Ilham, pourriez-vous nous parler de votre poste actuel au sein du CTIE (Centre des technologies de l’information de l’Etat) ?

J’ai rejoint le CTIE en janvier 2017 en tant que Chef de projet informatique. Dans le cadre de ma fonction et des missions qui incombent au CTIE, je suis en charge du pilotage et du suivi de la mise en œuvre des projets applicatifs IT auprès des administrations et des organismes publics luxembourgeois. Mon rôle consiste notamment à accompagner les clients du CTIE au niveau du cadrage, de l’analyse et de la définition des besoins fonctionnels et techniques liés aux applications IT. Ma mission est également d’assurer la coordination entre les différents acteurs lors de l’implémentation de solutions IT à l’Etat. 

Mon expérience au sein du CTIE est très riche tant sur le plan professionnel qu’humain. Les projets sont très stimulants au quotidien : on doit être à l’écoute, savoir cadrer et interpréter les besoins et proposer à nos clients des applications IT capables de couvrir leurs attentes dans le respect de notre stratégie de digitalisation et de nos standards.

Quelles études avez-vous suivi et quelles expériences professionnelles avez-vous eu avant de rejoindre le CTIE ?

Mon parcours est assez particulier dans la mesure où, après avoir eu mon diplôme de maîtrise au Maroc en 2001 et une 1ère expérience en tant que responsable de projet IT dans une administration étatique, j’avais décidé de partir en France afin de poursuivre mes études de 3 ème cycle à Lyon. Par la suite, au vu de ma motivation, j’avais opté pour la poursuite d’études doctorales. J’avais ainsi intégré le laboratoire LORIA-INRIA à Nancy entre 2006 et 2010 où j’étais chargée d’un projet en recherche et développement lié au domaine de l’intelligence artificielle. Par ailleurs, j’ai été amenée également à assurer en parallèle des enseignements en informatique au sein de l’université Nancy 2.

Cette expérience dans le domaine de la recherche et de l’enseignement était fort enrichissante, elle m’a permis de développer mes capacités d’analyse, d’encadrement et de partage de connaissances ainsi que mon esprit d’innovation.

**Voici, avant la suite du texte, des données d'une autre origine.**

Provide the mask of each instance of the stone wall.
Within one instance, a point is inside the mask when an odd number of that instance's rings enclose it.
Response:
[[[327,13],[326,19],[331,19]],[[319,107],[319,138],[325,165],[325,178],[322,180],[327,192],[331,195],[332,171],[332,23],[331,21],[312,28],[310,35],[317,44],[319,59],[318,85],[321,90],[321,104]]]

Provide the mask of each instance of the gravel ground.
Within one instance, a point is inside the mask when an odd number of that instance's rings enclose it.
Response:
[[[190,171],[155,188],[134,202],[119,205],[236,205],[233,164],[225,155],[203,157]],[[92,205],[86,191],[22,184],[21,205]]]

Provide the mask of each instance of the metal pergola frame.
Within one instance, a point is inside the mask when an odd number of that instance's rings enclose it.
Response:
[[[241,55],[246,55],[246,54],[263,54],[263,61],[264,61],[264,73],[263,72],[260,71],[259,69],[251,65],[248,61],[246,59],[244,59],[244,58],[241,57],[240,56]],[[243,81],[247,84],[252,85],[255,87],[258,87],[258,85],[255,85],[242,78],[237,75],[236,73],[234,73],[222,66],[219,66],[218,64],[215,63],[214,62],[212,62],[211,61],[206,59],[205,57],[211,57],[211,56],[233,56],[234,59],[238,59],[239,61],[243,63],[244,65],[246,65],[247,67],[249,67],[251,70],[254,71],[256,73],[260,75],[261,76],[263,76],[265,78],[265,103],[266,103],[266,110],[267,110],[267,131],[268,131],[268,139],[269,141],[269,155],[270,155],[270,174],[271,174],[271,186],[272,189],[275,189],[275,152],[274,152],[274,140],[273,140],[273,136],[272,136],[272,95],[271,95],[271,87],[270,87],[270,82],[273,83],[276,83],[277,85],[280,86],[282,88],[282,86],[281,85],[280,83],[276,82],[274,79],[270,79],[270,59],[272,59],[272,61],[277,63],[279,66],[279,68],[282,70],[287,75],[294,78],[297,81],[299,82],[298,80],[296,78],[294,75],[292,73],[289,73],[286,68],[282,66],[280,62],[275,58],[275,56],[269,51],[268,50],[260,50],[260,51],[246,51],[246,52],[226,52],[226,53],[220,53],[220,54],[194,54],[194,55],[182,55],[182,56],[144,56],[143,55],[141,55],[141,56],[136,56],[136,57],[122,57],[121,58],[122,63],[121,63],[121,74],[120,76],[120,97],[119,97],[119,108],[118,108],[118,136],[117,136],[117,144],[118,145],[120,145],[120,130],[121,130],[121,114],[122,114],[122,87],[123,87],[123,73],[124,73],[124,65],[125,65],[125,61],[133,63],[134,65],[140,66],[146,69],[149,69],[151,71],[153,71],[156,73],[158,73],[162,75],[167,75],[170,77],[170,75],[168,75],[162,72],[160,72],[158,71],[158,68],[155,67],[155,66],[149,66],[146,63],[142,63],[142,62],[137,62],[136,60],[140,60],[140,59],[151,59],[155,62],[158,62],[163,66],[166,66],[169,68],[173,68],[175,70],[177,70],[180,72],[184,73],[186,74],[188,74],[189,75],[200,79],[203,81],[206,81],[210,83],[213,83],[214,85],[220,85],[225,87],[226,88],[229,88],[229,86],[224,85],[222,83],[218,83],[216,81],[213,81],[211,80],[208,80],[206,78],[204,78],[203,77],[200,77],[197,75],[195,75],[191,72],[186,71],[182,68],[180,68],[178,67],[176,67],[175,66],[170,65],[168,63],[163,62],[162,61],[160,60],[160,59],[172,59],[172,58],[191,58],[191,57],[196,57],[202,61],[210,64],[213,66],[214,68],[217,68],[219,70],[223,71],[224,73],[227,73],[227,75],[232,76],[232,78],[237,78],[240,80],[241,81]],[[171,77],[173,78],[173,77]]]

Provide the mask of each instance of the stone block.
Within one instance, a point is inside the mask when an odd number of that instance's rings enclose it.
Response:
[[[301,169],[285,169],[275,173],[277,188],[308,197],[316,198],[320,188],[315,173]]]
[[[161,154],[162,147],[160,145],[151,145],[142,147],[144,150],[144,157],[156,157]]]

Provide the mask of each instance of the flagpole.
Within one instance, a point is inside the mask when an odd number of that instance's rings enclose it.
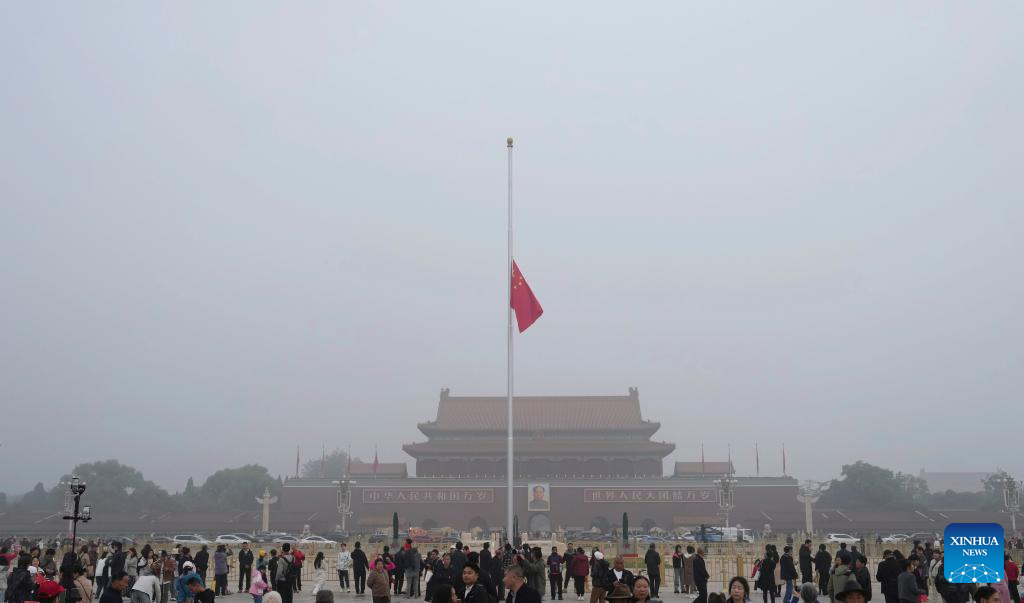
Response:
[[[507,335],[507,349],[506,355],[508,360],[508,464],[506,467],[506,473],[508,474],[508,516],[506,524],[506,537],[509,543],[515,543],[515,534],[512,533],[512,519],[513,519],[513,497],[512,497],[512,478],[513,478],[513,462],[515,457],[513,456],[513,414],[512,414],[512,137],[509,136],[506,140],[506,144],[509,149],[509,253],[507,261],[505,262],[505,286],[507,288],[507,295],[505,296],[505,309],[508,312],[508,335]]]

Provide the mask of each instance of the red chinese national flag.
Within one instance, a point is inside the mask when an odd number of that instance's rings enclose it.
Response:
[[[510,301],[512,309],[515,310],[515,320],[519,324],[519,333],[529,329],[529,326],[544,313],[541,302],[537,301],[529,285],[526,285],[526,279],[522,277],[522,272],[519,271],[515,260],[512,260],[512,299]]]

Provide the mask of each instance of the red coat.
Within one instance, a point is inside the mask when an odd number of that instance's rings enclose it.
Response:
[[[572,564],[569,566],[569,575],[585,576],[590,573],[590,559],[583,553],[577,553],[572,557]]]
[[[1021,575],[1021,570],[1019,567],[1017,567],[1017,564],[1014,563],[1013,559],[1007,561],[1007,563],[1002,566],[1002,570],[1007,572],[1008,583],[1017,582],[1017,578],[1019,578]]]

Après avoir obtenu mon doctorat en informatique en 2010, j’ai intégré le Centre de recherche public Gabriel Lippmann au Luxembourg (cf. LIST). Durant presque 7 ans, j’ai été en charge de nombreux projets applicatifs en études et développement informatique.

A l’issu de ces diverses expériences professionnelles, je suis, aujourd’hui, épanouie, dynamique et motivée. J’arrive à appliquer et partager d’une manière ou d’une autre les connaissances et compétences acquises tout au long de mon parcours. L’apprentissage demeure néanmoins un exercice continu, on doit toujours rester en ligne avec les transformations digitales et adopter une démarche de veille pour être à la pointe des dernières avancées technologiques.

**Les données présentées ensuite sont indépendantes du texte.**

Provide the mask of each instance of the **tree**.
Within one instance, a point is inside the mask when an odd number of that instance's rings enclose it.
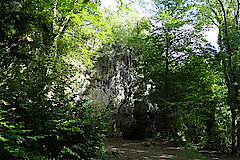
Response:
[[[232,118],[232,154],[237,154],[240,146],[239,137],[239,12],[238,0],[209,0],[204,6],[207,18],[219,30],[218,44],[220,51],[216,56],[222,65],[225,83],[228,88],[228,105]]]
[[[101,113],[73,94],[71,78],[79,68],[72,66],[66,56],[70,51],[63,49],[63,39],[74,36],[67,31],[76,32],[72,26],[79,23],[87,30],[86,17],[97,19],[97,4],[12,0],[1,1],[0,7],[0,159],[101,156],[105,122]],[[98,31],[96,24],[89,30]],[[80,42],[75,57],[89,53],[86,42]]]

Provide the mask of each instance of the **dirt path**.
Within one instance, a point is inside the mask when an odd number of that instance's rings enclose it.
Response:
[[[237,157],[225,156],[214,152],[205,151],[199,153],[183,147],[176,147],[174,143],[169,141],[159,141],[155,145],[146,146],[143,140],[110,138],[105,139],[104,143],[106,148],[118,152],[119,157],[115,158],[115,160],[240,160]]]

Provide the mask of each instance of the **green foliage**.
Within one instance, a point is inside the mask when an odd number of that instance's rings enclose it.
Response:
[[[93,2],[55,2],[0,2],[0,159],[105,156],[101,139],[107,110],[87,106],[76,93],[81,81],[74,82],[79,65],[92,65],[87,43],[106,39],[105,29],[100,30],[104,22],[94,23],[101,19]],[[79,24],[81,34],[74,28]],[[64,41],[75,35],[79,38]],[[71,51],[66,44],[81,47]]]

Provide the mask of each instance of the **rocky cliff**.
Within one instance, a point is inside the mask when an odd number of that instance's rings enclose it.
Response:
[[[126,139],[151,137],[156,106],[144,97],[147,84],[137,73],[139,55],[130,47],[113,45],[97,58],[87,97],[91,104],[110,107],[112,131]]]

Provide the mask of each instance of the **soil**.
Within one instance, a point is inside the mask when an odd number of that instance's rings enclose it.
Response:
[[[210,151],[196,152],[177,146],[174,142],[160,140],[154,144],[145,140],[105,139],[107,149],[117,152],[112,160],[240,160],[240,157],[218,154]]]

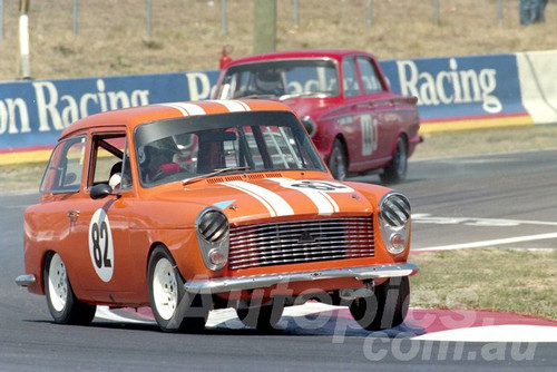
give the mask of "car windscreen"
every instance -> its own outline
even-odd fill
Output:
[[[336,62],[331,59],[292,59],[245,63],[228,68],[217,98],[339,96]]]
[[[221,172],[325,172],[289,111],[189,116],[144,124],[134,135],[144,186]]]

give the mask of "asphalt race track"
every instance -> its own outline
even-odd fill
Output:
[[[545,150],[410,163],[398,188],[412,203],[412,249],[557,248],[556,159],[557,150]],[[0,195],[1,371],[553,371],[557,365],[557,322],[512,314],[475,313],[473,327],[451,330],[442,324],[450,310],[412,309],[398,329],[371,333],[355,326],[345,309],[309,303],[289,309],[270,334],[244,327],[228,310],[213,312],[201,334],[164,334],[148,311],[100,309],[91,326],[57,325],[45,297],[13,282],[23,273],[23,209],[37,199]]]

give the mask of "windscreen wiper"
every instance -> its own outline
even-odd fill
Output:
[[[182,182],[182,184],[184,186],[186,186],[186,185],[196,183],[196,182],[202,180],[202,179],[206,179],[206,178],[209,178],[209,177],[213,177],[213,176],[222,175],[224,173],[241,172],[241,170],[250,170],[250,167],[226,167],[226,168],[213,169],[213,172],[207,173],[205,175],[195,176],[195,177],[192,177],[192,178],[186,178],[186,179],[184,179]]]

Pensez-vous que le domaine de l’IT est favorable aux femmes ? Y ont-elles leur place ?

Je pense que ma spécialisation dans le domaine de l’IT m’a ouvert de belles perspectives professionnelles. Cette spécialisation a forgé mon caractère et ma personnalité dans la mesure où elle m’a permis de développer mon sens de l’innovation, de prendre des initiatives et de m’affirmer dans un domaine en grande majorité masculin…

Les femmes doivent davantage s’impliquer dans le domaine de l’IT. Ce secteur représente le futur et les femmes doivent y jouer un rôle fondamental. Elles en ont pleinement les capacités. Le secteur de l’IT est porteur d’innovation et croît sans cesse. Les femmes doivent faire abstraction de tous les stéréotypes et se tourner davantage vers les compétences du numérique, ce sont les métiers de l’avenir.